Hemingway era «un pezzo di cielo, e una fitta di sole» scriveva Anna Maria Ortese nel luglio del 1961 commentando l’improvvisa scomparsa di colui che le sembrava appartenere ad anni «non ancora macchiati da carneficine o tumefatti in ghiacci spaventosi» e a una generazione di padri-leoni dalla «santità animale», estranei a una intelligenza «che oggi ha scarnificato l’uomo»: con le sue opere, infatti, Hemingway proclamava l’esistenza del Tutto di cui l’uomo è parte, e attraverso i suoi occhi ragionava tranquilla e maestosa la Natura. Non v’è dubbio: chi cercasse in questi scritti che coprono oltre cinquant’anni di attività giornalistica (dal 1939 al 1994) accorte recensioni, sagaci squarci di storia letteraria, dotte e politiche riflessioni sul romanzo sarebbe del tutto fuori strada.

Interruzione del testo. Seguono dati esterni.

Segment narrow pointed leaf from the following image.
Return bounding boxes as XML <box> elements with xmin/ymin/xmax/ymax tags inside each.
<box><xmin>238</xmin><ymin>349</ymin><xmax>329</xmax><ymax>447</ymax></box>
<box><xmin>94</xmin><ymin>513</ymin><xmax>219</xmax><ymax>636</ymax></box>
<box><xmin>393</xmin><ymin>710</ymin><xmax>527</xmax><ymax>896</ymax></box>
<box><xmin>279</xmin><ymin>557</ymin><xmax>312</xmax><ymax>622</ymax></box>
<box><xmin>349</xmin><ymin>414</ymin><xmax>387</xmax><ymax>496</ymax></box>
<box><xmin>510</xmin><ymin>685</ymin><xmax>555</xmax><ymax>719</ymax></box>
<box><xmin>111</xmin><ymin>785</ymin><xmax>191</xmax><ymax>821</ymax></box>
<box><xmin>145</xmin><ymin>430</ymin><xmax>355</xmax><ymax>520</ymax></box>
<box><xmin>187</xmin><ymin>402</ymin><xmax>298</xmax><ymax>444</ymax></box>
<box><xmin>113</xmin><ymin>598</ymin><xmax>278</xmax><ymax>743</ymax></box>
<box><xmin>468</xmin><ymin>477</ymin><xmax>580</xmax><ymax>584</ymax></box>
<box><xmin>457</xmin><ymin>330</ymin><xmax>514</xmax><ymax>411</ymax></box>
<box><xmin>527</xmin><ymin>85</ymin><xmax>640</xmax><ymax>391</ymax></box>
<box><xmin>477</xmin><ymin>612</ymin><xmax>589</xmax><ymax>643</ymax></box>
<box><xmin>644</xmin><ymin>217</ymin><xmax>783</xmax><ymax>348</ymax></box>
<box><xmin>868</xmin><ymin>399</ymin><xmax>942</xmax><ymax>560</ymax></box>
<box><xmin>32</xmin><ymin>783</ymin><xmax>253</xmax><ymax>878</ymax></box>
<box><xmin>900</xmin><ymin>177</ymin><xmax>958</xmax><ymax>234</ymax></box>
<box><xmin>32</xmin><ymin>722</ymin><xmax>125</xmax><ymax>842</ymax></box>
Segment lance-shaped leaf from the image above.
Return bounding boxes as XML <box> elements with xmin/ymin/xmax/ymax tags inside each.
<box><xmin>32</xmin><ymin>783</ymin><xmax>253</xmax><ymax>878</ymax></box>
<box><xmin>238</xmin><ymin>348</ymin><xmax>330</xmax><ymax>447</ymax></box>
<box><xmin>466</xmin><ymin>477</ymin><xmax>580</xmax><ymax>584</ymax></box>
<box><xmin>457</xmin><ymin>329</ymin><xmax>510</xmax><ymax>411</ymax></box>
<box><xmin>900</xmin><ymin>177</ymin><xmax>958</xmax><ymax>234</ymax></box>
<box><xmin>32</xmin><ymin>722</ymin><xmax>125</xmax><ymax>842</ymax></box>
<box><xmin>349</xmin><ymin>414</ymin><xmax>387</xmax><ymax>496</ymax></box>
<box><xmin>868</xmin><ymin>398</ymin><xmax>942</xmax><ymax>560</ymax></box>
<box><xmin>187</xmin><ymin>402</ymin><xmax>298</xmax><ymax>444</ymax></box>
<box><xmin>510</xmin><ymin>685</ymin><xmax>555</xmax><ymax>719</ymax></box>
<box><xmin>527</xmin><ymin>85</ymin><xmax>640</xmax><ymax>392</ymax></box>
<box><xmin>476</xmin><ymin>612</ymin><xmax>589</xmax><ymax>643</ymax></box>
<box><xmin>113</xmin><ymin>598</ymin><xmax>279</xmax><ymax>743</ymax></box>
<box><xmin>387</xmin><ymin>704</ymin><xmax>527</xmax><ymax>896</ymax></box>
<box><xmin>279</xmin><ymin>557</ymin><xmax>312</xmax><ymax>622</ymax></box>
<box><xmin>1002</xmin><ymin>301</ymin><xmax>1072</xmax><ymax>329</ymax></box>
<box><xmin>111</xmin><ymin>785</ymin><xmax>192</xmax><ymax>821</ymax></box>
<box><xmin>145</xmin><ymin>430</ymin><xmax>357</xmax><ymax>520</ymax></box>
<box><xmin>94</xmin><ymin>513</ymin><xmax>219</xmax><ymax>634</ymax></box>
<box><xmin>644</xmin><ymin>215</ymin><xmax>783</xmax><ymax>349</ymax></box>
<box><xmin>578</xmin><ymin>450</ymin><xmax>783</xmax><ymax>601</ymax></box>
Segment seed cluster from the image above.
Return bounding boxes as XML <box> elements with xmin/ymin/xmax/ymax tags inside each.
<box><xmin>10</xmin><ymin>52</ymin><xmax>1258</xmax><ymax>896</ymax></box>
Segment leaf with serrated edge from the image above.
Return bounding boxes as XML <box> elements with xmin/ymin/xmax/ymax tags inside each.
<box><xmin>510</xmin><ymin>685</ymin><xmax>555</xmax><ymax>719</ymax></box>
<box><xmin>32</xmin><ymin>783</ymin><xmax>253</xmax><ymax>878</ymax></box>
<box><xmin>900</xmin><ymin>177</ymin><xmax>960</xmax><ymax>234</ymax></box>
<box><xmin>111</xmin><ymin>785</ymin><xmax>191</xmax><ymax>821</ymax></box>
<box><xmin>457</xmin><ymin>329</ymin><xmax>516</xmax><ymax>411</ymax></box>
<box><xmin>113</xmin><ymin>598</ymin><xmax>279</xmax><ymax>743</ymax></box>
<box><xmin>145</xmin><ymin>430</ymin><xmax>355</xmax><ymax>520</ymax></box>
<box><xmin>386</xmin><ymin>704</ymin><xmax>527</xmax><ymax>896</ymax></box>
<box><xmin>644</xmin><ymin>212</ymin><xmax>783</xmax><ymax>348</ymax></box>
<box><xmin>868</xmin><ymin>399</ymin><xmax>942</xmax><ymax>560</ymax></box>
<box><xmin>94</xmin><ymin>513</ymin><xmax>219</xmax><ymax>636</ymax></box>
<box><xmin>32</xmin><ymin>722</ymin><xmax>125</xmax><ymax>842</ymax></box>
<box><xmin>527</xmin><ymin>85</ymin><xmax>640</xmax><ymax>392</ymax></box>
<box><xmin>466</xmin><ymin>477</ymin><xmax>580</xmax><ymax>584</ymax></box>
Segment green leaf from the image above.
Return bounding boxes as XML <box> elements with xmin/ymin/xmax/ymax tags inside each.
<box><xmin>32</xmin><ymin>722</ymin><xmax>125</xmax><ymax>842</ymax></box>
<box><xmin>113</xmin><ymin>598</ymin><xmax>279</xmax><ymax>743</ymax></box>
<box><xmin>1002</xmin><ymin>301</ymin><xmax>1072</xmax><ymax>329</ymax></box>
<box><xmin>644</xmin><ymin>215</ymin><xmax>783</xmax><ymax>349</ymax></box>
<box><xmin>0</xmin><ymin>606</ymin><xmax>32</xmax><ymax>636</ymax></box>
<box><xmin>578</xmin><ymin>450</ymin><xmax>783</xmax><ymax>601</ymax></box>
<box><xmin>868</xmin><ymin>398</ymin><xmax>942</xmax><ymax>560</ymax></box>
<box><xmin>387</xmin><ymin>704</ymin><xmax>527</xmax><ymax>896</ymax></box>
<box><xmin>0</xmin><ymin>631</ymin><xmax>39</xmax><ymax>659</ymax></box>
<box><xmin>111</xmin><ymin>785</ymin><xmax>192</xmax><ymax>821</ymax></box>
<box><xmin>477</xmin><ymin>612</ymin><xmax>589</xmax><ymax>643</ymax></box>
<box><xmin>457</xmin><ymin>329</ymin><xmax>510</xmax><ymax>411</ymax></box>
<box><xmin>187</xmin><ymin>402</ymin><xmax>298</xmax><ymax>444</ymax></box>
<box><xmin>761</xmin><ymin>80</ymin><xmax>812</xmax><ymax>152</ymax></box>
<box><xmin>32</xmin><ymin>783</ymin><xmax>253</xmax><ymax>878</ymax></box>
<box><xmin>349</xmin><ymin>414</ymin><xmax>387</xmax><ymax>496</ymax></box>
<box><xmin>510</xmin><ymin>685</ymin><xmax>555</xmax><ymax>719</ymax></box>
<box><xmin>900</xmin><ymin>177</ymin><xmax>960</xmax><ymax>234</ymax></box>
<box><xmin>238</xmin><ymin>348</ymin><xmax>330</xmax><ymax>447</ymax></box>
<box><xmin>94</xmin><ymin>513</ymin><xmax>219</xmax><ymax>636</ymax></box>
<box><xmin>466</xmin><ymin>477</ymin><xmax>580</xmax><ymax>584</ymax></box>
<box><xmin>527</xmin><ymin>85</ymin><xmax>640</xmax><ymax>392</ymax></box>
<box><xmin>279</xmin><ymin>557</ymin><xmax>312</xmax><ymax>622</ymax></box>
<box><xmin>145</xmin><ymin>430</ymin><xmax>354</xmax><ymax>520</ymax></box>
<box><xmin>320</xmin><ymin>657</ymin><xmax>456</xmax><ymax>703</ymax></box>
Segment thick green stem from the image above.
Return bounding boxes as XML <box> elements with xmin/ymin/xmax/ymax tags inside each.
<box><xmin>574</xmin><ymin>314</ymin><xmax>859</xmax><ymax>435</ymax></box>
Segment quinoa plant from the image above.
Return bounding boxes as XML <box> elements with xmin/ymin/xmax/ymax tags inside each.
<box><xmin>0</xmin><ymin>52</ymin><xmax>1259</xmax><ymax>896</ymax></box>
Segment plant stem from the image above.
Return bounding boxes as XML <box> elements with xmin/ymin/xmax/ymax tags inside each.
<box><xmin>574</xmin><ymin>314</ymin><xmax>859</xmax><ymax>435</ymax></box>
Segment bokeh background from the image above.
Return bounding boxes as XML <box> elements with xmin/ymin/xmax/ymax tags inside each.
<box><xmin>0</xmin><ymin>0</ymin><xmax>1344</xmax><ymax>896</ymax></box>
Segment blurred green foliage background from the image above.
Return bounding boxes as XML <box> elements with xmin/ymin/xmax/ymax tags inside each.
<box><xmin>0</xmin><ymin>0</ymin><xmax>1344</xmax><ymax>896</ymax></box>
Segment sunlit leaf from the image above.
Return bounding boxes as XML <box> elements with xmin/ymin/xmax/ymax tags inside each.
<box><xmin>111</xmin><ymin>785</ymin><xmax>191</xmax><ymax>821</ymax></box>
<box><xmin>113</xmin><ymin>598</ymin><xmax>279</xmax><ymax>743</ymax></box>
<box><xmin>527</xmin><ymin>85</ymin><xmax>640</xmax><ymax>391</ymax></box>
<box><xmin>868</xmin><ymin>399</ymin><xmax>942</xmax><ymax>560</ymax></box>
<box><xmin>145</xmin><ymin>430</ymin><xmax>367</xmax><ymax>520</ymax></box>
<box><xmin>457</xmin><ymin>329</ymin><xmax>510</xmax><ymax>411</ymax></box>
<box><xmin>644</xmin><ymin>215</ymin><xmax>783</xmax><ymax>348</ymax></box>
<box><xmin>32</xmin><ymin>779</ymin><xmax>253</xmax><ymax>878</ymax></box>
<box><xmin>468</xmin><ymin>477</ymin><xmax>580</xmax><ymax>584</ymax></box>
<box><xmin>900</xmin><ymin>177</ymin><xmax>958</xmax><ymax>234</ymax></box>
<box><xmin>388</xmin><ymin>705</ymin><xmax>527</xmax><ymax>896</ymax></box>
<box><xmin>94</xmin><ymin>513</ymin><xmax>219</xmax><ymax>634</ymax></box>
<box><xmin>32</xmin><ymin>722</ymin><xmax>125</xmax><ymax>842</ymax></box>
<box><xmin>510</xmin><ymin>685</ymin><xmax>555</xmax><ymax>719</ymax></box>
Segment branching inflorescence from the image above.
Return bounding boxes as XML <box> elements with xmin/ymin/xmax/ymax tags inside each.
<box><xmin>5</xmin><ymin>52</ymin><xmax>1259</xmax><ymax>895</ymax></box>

Il metodo di lettura di una uncommon reader come la Ortese ha a che vedere anzitutto con quella «doppia vista» di cui andava dolorosamente fiera e che, quando discorre di Leopardi o di Anna Frank, di Cechov o della Morante, di Saffo o di Thomas Mann, le consente di mettere subito a fuoco, con temeraria sicurezza, la loro profonda necessità in rapporto al compito della vera letteratura: che dev’essere, sempre, «un’autentica voce, un richiamo, un grido che turbi, una parola che rompa la nebbia in cui dormono le coscienze, il lampo di un giorno nuovo». Compito radicale, nobile, impervio, al quale corrisponde un linguaggio lontano anni luce dalla critica letteraria cui siamo abituati, e che sembra evocare, più che definire, i suoi oggetti. Magia verificabile: sarà difficile, ormai, leggere Cechov senza avvertire, in risonanza, le parole che la Ortese gli ha dedicato.